No esteio desta discussão e destes movimentos, a Organizações das Nações Unidas realizou, entre os dias 17 e 20/10, em Quito, capital do Equador, sua Conferência Mundial para Habitação e Desenvolvimento Urbano Sustentável, que ficou conhecida como Habitat III. Realizada após inúmeras conferências preparatórias, o momento reuniu ativistas, governantes e organizações de todo mundo para definir o que seria a Nova Agenda Urbana, ou seja, as diretrizes dos signatários das Nações Unidas para suas cidades para os próximos vintes anos.

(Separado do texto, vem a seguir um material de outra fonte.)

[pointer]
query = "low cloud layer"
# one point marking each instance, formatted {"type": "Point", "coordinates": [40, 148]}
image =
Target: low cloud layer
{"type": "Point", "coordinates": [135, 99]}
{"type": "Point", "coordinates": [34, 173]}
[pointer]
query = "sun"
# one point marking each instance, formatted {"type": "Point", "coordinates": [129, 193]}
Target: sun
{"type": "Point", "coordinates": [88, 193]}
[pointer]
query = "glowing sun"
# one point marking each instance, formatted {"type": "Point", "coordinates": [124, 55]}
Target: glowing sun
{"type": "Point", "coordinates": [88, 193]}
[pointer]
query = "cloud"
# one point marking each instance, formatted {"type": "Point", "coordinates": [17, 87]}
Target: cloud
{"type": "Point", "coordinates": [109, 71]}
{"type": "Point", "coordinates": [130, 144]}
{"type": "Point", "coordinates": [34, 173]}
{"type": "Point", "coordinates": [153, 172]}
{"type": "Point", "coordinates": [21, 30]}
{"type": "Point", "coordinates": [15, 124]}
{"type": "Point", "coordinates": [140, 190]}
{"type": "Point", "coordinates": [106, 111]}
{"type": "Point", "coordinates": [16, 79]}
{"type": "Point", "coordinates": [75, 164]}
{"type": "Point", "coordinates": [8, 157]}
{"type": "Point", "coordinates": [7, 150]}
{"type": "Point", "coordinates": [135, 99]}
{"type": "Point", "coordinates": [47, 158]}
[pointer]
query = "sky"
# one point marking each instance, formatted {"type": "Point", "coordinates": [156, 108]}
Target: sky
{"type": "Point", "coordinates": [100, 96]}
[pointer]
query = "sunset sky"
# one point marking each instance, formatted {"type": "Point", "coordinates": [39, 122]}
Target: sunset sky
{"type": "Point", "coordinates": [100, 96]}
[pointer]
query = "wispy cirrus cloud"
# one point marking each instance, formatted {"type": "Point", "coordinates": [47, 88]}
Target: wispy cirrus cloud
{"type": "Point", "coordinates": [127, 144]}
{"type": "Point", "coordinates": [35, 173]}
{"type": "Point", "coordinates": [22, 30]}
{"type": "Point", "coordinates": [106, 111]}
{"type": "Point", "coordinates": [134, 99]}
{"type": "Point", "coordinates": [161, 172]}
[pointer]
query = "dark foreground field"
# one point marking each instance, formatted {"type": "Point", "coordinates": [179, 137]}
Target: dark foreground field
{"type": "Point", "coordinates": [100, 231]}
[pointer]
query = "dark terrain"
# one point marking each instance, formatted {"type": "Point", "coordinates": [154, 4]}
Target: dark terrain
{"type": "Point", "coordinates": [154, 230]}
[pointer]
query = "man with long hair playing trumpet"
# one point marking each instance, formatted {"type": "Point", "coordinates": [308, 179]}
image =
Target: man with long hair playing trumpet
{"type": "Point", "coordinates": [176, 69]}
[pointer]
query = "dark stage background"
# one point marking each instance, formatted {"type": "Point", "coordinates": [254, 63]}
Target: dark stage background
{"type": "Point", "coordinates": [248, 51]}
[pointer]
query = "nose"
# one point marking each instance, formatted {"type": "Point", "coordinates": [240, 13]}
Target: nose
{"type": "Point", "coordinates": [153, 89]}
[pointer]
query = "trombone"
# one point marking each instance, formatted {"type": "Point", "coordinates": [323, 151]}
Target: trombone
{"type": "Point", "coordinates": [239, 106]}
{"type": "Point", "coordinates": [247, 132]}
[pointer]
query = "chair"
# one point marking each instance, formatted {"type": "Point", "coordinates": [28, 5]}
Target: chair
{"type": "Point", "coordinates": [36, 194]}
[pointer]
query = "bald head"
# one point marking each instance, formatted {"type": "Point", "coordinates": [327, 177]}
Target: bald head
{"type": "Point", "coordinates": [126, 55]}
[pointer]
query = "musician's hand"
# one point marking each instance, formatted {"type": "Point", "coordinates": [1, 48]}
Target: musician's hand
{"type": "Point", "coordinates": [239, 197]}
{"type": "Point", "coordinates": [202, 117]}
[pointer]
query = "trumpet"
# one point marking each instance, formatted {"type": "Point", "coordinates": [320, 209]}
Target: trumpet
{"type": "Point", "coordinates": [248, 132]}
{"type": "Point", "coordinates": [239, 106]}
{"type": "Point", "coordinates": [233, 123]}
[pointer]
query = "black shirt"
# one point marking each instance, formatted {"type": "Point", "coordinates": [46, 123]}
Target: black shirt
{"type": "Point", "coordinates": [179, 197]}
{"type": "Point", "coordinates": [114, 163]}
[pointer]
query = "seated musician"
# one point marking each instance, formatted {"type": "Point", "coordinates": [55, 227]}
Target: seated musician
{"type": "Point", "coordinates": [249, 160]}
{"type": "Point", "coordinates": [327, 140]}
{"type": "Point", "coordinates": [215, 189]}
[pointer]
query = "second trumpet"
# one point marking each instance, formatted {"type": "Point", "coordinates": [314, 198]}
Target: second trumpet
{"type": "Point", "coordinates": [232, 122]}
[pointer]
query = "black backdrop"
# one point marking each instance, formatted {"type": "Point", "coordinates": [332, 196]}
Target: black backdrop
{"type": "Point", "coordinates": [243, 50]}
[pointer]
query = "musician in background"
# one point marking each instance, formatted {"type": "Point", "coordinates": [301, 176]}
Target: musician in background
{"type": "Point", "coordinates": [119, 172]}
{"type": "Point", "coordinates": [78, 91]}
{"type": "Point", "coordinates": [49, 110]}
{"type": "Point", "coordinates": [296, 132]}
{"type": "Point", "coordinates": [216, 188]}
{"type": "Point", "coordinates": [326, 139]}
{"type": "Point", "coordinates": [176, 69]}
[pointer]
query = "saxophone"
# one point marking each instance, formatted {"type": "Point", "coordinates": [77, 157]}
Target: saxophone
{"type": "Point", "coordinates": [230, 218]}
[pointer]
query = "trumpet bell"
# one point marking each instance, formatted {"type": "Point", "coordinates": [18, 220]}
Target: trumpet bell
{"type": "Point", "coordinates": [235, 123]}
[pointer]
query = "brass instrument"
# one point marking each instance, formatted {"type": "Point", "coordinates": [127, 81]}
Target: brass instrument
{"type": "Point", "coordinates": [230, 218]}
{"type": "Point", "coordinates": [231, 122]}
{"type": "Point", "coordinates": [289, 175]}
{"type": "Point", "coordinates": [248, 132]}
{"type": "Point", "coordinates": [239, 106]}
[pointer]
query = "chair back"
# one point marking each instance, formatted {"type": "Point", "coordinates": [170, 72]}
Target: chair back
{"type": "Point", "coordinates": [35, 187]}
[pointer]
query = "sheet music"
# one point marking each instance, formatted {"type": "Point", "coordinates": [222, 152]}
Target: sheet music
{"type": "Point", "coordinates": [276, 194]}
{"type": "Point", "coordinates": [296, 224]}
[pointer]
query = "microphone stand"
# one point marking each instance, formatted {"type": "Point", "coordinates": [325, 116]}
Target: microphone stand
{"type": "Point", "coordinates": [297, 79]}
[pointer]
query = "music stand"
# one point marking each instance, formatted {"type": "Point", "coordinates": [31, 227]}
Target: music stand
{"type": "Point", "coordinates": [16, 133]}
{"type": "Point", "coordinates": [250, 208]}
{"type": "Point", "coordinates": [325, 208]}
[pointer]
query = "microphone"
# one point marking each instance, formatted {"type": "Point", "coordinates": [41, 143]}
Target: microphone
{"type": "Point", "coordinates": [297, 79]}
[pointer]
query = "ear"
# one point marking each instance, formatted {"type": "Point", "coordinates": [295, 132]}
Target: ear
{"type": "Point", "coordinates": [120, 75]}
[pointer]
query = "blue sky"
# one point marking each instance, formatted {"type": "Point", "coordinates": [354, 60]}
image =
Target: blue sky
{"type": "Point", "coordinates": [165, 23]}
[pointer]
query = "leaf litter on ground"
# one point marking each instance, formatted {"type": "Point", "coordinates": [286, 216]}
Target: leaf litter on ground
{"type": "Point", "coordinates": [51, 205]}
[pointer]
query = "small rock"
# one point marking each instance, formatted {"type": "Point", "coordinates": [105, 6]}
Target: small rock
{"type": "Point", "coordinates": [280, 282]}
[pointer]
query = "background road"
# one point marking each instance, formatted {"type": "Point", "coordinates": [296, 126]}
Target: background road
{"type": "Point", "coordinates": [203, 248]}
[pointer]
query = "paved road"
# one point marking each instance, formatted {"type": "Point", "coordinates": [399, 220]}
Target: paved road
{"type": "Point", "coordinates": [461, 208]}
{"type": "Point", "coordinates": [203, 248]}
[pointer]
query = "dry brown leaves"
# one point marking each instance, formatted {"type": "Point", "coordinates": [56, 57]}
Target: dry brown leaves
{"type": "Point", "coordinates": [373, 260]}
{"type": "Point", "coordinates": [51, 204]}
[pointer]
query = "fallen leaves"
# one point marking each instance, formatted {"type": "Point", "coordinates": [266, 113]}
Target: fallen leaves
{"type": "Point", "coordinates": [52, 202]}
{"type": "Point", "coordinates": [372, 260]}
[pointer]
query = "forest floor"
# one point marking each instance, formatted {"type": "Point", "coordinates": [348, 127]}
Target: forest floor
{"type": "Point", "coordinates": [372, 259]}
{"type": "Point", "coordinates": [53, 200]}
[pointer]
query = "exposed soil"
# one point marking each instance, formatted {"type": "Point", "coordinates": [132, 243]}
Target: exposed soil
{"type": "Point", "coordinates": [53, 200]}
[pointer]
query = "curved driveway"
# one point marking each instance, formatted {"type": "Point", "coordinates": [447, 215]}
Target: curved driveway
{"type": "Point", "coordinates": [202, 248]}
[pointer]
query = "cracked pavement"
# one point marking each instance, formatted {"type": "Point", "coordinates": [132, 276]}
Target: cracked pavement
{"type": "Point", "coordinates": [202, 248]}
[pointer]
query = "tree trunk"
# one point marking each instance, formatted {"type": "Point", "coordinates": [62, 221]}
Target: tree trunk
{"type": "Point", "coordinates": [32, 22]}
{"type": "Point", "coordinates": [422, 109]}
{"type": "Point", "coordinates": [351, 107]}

Artigo 11 da Nova Agenda Urbana

“Nós compartilhamos uma visão de cidades para todos, no que se refere ao uso igual e ao usufruto das cidades e dos assentamentos humanos, visando promover a inclusão e garantir que todos habitantes, do presente e das futuras gerações, sem discriminação de qualquer espécie, possam habitar e produzir cidades justas, seguras, saudáveis, acessíveis, resilientes e sustentáveis, que produzam prosperidade e qualidade de vida para todos. Nós reconhecemos os esforços de governos locais e nacionais para iluminar essa visão, referida como o direito à cidade, em suas leis, declarações políticas e planejamentos”. [Confira a íntegra da Nova Agenda Urbana, em inglês]

Para Marcelo Montenegro, coordenador internacional da campanha Cidade Seguras Para as Mulheres, da Action Aid Internacional, o documento final do encontro trouxe diversos aspectos positivos para as próximas décadas. Dentre eles, destaca-se a inclusão – pela primeira vez em um documento das Nações Unidas – do direito à cidade.

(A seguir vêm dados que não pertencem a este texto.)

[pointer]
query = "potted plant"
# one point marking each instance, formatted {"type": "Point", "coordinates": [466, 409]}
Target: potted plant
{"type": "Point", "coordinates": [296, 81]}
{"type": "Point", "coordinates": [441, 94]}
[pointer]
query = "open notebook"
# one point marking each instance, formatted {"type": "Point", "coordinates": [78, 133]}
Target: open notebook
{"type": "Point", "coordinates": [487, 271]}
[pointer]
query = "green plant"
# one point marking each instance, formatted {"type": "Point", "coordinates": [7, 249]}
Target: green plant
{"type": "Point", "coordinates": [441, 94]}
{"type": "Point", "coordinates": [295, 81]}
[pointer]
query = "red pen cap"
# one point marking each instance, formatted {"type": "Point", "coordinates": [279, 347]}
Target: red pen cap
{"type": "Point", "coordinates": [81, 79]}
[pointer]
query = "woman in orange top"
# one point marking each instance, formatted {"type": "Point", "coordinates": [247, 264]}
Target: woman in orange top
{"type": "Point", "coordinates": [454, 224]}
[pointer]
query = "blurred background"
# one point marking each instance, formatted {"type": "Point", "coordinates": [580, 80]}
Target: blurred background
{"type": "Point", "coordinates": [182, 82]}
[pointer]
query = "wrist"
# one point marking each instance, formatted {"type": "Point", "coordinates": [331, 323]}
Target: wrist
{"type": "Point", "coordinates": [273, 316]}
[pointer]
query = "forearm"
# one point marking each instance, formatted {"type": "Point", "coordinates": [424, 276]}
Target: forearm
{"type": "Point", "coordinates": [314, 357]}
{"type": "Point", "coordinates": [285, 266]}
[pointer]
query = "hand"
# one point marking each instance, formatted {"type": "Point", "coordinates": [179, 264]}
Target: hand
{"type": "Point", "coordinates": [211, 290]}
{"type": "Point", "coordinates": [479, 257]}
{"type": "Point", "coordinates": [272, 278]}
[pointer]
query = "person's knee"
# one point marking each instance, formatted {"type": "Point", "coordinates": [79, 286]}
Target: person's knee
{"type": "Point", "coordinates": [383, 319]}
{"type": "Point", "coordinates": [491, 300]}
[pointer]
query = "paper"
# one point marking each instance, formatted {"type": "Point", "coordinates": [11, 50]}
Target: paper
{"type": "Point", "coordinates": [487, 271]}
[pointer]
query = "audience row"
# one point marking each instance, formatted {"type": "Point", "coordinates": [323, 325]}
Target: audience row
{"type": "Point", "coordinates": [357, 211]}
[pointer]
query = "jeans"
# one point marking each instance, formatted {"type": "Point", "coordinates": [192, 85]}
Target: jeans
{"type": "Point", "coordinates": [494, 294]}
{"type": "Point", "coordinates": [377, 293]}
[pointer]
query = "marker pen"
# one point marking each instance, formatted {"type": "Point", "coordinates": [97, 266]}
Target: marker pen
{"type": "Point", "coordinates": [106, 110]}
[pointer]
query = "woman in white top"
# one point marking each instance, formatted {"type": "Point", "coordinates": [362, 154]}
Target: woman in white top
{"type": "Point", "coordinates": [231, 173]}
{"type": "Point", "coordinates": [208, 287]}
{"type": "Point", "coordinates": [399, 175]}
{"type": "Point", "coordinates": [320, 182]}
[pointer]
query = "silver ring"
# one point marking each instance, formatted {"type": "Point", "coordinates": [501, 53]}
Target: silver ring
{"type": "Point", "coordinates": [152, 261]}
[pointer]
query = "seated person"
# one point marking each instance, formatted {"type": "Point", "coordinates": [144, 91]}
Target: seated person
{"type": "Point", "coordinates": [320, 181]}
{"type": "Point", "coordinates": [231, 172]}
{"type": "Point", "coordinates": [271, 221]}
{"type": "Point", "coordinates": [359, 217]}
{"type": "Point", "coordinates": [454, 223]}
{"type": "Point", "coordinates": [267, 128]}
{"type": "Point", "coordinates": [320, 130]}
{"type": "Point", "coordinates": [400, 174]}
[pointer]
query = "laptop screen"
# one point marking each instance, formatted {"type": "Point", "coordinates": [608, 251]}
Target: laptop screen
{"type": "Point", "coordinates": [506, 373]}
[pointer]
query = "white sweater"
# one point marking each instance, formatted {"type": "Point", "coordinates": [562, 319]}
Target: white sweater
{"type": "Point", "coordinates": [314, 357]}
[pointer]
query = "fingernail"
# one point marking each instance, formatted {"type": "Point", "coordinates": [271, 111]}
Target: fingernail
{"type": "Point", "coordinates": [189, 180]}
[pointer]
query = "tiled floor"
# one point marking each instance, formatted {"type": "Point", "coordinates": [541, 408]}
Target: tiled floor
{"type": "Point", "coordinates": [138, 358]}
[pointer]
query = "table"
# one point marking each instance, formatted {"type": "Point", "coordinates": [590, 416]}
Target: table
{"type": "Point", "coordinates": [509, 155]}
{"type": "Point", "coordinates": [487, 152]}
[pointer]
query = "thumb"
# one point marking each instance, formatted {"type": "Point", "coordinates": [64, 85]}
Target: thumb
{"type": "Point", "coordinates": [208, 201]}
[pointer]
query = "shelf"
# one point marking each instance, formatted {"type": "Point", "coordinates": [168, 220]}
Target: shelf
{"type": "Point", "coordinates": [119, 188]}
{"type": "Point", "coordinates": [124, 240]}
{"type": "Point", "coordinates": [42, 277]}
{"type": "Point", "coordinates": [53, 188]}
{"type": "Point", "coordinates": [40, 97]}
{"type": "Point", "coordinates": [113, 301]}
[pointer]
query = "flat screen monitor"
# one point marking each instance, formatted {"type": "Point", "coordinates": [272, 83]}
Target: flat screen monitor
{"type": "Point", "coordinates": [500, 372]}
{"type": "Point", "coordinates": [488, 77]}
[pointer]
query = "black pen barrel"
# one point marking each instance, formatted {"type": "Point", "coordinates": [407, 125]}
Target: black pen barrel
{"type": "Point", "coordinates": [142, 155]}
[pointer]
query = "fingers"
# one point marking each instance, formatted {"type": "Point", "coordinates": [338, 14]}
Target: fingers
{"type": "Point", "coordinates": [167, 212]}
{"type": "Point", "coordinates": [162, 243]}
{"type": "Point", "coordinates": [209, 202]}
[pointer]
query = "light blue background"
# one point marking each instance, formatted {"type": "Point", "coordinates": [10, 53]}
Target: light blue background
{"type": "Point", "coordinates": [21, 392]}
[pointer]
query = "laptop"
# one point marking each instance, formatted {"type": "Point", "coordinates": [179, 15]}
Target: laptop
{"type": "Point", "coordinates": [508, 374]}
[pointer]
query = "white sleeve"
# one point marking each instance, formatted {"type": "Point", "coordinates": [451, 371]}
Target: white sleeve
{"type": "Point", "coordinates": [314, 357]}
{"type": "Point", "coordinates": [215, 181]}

“É um princípio de vitória, porque abre espaço para um diálogo que quer repensar a cidade de uma forma mais coletiva, participativa e inclusiva. Eu considero que essa decisão veio em um bom momento, para criar ações que tratem o urbano a partir das pessoas e não da especulação e de outros interesses”, acredita.

Carolina Guimarães, Coordenadora de Projetos para o Programa das Nações Unidas para os Assentamentos Humanos (ONU-Habitat) do Escritório Regional para America Latina e Caribe, destacou a mudança de concepção ao longo das conferências das Nações Unidas, de assentamentos humanos ao desenvolvimento urbano sustentável. “Essa perspectiva é mais ampla e traz o conceito de “habitação no centro da agenda”, ou seja, você tem que garantir a habitação, mas também que ela esteja conectada com a cidade e com os objetivos do Desenvolvimento Sustentável, estabelecendo cada vez mais conversas entre sociedade civil e os poderes locais e nacionais”, sustenta Carolina.

Direito à cidade segura para as mulheres

Dentro da perspectiva de garantia ao direito à cidade, Montenegro celebra a inclusão da questão das mulheres na construção do planejamento urbano, contrariando o que qualifica como uma “lógica masculina do planejamento urbano, reforçada pelas características patriarcais de nossa sociedade”. “Ter serviços públicos que garantam o direito das mulheres à cidade é um passo chave para transformar a cidade em um ambiente para todos e todas”, acredita.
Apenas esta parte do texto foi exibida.